Penguatan konsep NKRI dalam UUD 1945 yang telah di amandemen menurut A. Mukthie Fadjar adalah tidak dimaksudkan bersifat sentralistis sebagaimana tersirat dalam Pasal 18 UUD 1945 (baik yang asli maupun sesudah perubahan kedua), yang berarti kita menganut bentuk negara kesatuan dengan asas desentralisasi dan dekonsentrasi, atau dengan kata lain menganut asas otonomi pada pemerintahan daerah. DPD dapat berperan aktif untuk meredam potensi separatis yang kemungkinan muncul di daerah untuk menuntut pemisahan. DPD akan berfungsi sebagai instrumen perekat NKRI sehingga korelasi kepentingan antara pusat daerah lebih terjamin.

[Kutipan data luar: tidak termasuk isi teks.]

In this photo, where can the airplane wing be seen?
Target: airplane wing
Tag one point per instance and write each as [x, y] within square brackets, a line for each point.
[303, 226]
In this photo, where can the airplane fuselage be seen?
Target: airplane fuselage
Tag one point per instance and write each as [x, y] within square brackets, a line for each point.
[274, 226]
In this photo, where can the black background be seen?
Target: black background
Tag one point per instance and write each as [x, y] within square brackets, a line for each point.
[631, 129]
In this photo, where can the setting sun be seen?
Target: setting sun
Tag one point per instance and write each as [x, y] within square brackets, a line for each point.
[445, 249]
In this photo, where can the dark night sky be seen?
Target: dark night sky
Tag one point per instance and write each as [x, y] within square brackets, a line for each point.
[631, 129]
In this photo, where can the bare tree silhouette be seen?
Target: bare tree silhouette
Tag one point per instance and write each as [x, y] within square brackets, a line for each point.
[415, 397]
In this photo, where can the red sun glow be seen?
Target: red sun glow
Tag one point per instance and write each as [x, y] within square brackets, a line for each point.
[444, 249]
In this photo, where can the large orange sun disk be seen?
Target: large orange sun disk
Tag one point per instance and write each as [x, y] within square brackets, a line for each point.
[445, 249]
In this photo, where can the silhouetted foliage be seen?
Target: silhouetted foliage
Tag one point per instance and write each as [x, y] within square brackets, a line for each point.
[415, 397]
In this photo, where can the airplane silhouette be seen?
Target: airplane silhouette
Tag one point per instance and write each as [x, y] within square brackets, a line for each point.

Meskipun banyak aspek yang signifikan dalam empat kali perubahan UUD 1945, karena melahirkan sistem ketatanegaraan yang cukup baru, tetapi di sisi lain juga masih ada kelemahan, seperti begitu kuatnya parlemen (DPR) yang terlibat cukup jauh dalam kewenangan administratif eksekutif (presiden). Misalnya, pada pengisian jabatan publik yang harus mendapat pertimbangan dan/atau persetujuan DPR (pemilihan hakim agung, pengangkatan/penerimaan duta negara lain, pemilihan Pimpinan Komisi Pemberantasan Korupsi, dan sebagainya).

Untuk itulah pentingnya menempatkan DPD dalam kamar lain yang akan mengimbangi dominasi DPR. Secara teoretis, hasil perubahan UUD 1945 belum memberikan pencerahan yang lebih baik terhadap kehidupan ketatanegaraan Indonesia. Sejumlah rumusan pasal masih sulit dipahami oleh sebagian besar warga masyarakat.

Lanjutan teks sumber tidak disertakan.